The "Unexpected Joy" Icon
The history of this icon is related by the Holy Hierarch Dimitry of Rostov in his work, "The Bedewed Fleece". There was a man who despite living his life in sins nonetheless had pious love and devotion to the Mother of God.
Without fail, he daily prayed before her icon, saying those words once spoken by the Archangel Gabriel: "Rejoice, thou who art full of grace!"
It came to pass that as he was about to go off to engage in some sinful activity, he turned to pray before the icon of the Mother of God. Immediately he began to tremble, as he saw the image of the Mother of God appear to move. The wounds on the hands, feet and side of the Divine Infant opened up, and from them burst forth blood. Falling to the ground, the transgressor shouted: "O Lady, who has done this?"
The Mother of God answered: "You and other sinners once again, like the Jews, are crucifying my Son. You call me merciful. But then why do you insult me with your lawless acts? "O Mistress", answered the sinner, "may my sins not overcome your inexpressible goodness! You are the only hope of all sinners.
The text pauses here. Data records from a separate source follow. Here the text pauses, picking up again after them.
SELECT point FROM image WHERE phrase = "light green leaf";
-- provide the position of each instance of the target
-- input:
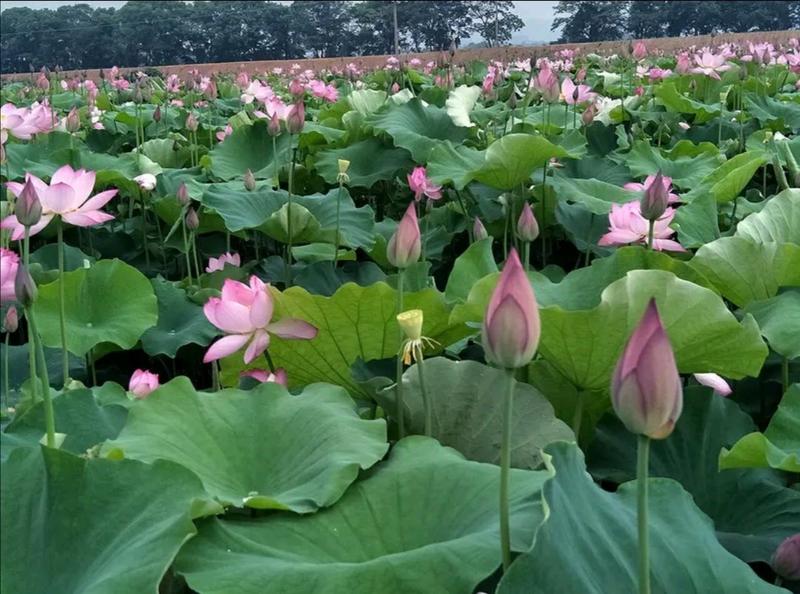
(109, 302)
(262, 448)
(424, 521)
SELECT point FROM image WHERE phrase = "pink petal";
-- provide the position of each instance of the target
(257, 346)
(227, 345)
(293, 328)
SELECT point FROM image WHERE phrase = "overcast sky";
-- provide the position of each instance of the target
(537, 16)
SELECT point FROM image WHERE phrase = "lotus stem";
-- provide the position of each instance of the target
(401, 426)
(642, 462)
(505, 466)
(62, 303)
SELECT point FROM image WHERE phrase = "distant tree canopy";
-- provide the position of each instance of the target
(154, 33)
(608, 20)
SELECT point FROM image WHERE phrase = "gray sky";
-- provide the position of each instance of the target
(537, 16)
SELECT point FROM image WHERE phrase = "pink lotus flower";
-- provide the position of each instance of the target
(646, 389)
(665, 180)
(710, 64)
(419, 183)
(215, 264)
(405, 245)
(627, 225)
(715, 382)
(244, 313)
(264, 376)
(142, 383)
(9, 263)
(575, 94)
(511, 327)
(67, 196)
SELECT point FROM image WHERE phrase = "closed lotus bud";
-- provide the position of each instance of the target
(527, 227)
(28, 207)
(192, 219)
(646, 389)
(73, 121)
(249, 181)
(11, 321)
(411, 323)
(24, 288)
(786, 560)
(274, 125)
(191, 123)
(655, 199)
(511, 326)
(296, 118)
(182, 194)
(405, 245)
(478, 230)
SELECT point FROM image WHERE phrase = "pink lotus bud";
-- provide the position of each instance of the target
(296, 118)
(182, 194)
(24, 288)
(11, 321)
(405, 245)
(73, 121)
(264, 376)
(786, 560)
(274, 125)
(297, 89)
(527, 227)
(655, 199)
(191, 123)
(249, 181)
(142, 383)
(511, 327)
(646, 389)
(28, 206)
(192, 219)
(478, 230)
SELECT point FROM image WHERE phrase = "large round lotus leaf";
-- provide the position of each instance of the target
(777, 447)
(77, 526)
(593, 533)
(467, 411)
(423, 521)
(109, 302)
(752, 510)
(262, 448)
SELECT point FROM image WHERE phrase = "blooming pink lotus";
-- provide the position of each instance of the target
(627, 225)
(244, 313)
(9, 263)
(710, 64)
(265, 377)
(575, 94)
(67, 196)
(142, 383)
(419, 183)
(215, 264)
(511, 326)
(646, 389)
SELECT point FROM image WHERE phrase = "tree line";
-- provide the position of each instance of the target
(609, 20)
(143, 33)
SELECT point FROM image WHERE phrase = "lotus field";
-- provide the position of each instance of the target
(527, 328)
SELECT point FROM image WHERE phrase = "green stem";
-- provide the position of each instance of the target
(401, 424)
(426, 401)
(62, 303)
(642, 461)
(49, 417)
(505, 466)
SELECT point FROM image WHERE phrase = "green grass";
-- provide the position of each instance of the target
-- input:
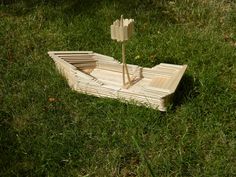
(46, 129)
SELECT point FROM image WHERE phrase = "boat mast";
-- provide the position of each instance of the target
(121, 30)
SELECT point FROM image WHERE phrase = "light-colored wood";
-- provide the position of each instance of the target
(101, 76)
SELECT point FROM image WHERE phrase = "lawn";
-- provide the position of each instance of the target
(46, 129)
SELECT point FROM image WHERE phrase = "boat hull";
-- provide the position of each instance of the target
(99, 75)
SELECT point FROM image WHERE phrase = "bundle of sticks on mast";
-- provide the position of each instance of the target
(121, 31)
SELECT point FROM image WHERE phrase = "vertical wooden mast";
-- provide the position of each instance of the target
(121, 30)
(124, 66)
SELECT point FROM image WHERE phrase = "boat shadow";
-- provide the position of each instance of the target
(187, 90)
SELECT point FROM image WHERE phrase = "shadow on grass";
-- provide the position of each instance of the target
(186, 91)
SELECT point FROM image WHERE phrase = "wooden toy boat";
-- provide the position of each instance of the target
(101, 75)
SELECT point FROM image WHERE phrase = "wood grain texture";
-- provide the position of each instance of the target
(101, 75)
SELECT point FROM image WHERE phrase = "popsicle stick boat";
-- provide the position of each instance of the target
(103, 76)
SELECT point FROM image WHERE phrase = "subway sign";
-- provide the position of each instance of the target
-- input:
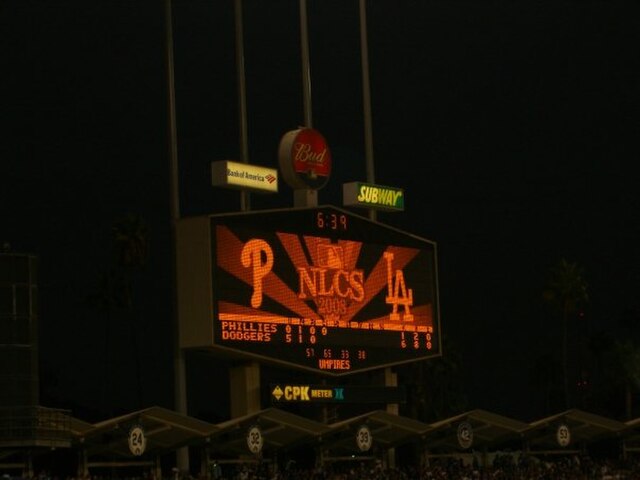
(368, 195)
(308, 393)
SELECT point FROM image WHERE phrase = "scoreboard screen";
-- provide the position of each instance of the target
(320, 289)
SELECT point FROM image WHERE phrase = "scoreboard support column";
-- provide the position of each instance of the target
(244, 389)
(391, 380)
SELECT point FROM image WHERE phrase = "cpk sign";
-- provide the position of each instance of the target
(319, 289)
(305, 159)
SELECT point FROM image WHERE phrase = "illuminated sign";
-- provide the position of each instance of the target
(305, 159)
(237, 175)
(317, 288)
(358, 194)
(288, 393)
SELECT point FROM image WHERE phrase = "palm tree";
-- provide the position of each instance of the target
(130, 237)
(566, 290)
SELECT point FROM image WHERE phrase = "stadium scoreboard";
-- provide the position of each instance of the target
(318, 288)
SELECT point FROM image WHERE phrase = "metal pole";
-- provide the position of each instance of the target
(366, 98)
(306, 69)
(180, 384)
(242, 98)
(305, 197)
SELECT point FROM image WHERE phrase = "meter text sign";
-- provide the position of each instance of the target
(288, 393)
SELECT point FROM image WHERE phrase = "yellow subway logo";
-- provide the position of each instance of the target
(373, 196)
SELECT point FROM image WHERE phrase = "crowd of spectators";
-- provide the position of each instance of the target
(502, 468)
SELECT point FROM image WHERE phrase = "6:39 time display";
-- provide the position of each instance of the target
(331, 221)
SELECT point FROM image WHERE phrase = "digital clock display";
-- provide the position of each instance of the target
(321, 289)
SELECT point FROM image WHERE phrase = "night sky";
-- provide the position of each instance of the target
(513, 127)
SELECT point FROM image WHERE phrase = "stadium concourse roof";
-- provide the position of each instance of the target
(166, 431)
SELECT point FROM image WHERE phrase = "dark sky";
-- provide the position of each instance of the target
(512, 126)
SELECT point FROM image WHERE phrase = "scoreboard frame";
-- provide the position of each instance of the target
(315, 288)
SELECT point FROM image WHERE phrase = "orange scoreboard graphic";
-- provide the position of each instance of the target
(322, 289)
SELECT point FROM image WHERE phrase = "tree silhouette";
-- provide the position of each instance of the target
(566, 291)
(130, 237)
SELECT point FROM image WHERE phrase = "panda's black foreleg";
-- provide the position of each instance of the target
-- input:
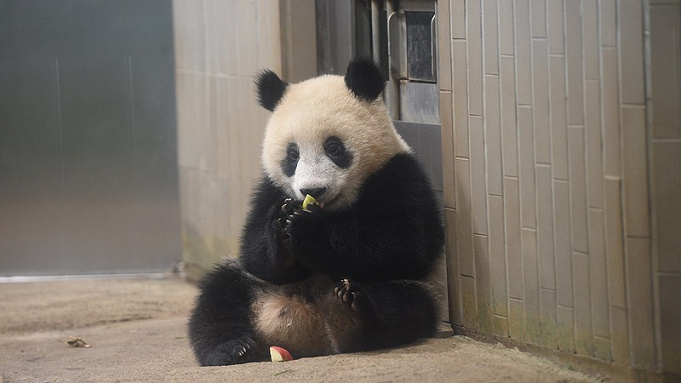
(385, 314)
(220, 330)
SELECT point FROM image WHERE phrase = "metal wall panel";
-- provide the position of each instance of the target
(88, 163)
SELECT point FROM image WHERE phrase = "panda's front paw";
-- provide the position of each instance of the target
(296, 221)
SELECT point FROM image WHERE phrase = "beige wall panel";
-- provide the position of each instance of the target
(545, 240)
(594, 144)
(591, 44)
(446, 119)
(611, 112)
(540, 104)
(516, 319)
(640, 302)
(464, 217)
(558, 127)
(478, 176)
(531, 285)
(667, 204)
(578, 189)
(468, 306)
(613, 243)
(630, 23)
(460, 84)
(547, 318)
(608, 22)
(666, 69)
(538, 14)
(458, 18)
(523, 52)
(482, 283)
(635, 169)
(444, 46)
(602, 348)
(563, 244)
(574, 54)
(670, 313)
(453, 278)
(506, 30)
(583, 318)
(563, 161)
(556, 27)
(220, 126)
(499, 293)
(565, 323)
(526, 162)
(491, 36)
(513, 241)
(620, 335)
(493, 135)
(598, 274)
(474, 50)
(509, 130)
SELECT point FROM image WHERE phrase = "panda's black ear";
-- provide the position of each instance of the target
(270, 89)
(364, 79)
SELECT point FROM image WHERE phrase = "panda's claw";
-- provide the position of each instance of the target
(348, 293)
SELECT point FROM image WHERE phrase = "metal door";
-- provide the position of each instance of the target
(401, 37)
(88, 159)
Entreat your Son and our God on my behalf."
Our Mistress twice repeated her prayer to the Infant Christ, but He remained adamant, until finally he responded to the persis-tent entreaties of the Mother of God: "I will fulfill your request. May your wish be granted. Because of you, this person’s sins are remitted. Let him, in token of forgiveness, kiss My wounds."
And lo, the forgiven sinner, before whom the inexhaustible mercy of the Mother of God was manifest in such a wonderful man-ner, raised himself up from the ground, and with inexpressible joy kissed the wounds of his Saviour. From that moment, he lived a clean and pious life. This event provided the faithful with the incentive to write the "Unexpected Joy" icon of the Mother of God.
On this icon is depicted a man, on his knees, praying before the image of the Mother of God. Below the image are usually written the opening words of the story: "There was a certain transgressor".